TUESDAY, March 8, 2022 (HealthDay News) -- The incidence of falls among older U.S. adults is increasing at roughly 1.5 percent per year, according to a research letter published online Feb. 11 in JAMA Network Open.

Geoffrey Hoffman, Ph.D., from the University of Michigan School of Nursing in Ann Arbor, and colleagues used Medicare Part A and B claims (2016 through 2019) for beneficiaries 65 years of age and older to identify national trends and geographic variation in fall injuries.
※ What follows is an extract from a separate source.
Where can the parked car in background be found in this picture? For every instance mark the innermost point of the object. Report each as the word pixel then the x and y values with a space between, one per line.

The researchers identified 120.7 million fall-related claims. More than half involved women (55.8 percent), non-Hispanic White adults (80.9 percent), and adults aged 65 to 74 years (55.4 percent). Fewer claims were seen for adults aged 75 to 84 years (30 percent) and adults aged 85 years or older (14.6 percent). During the study period, there was a 4.4 percent overall increase (or 1.5 percent annual growth) for the mean age-adjusted and sex-adjusted national quarterly fall injury rate (1,332 fall injuries per 100,000 persons to 1,391 fall injuries per 100,000). Compared with counties at the 90th percentile, counties at the 10th percentile of fall rates had a 42.9 percent lower fall injury rate.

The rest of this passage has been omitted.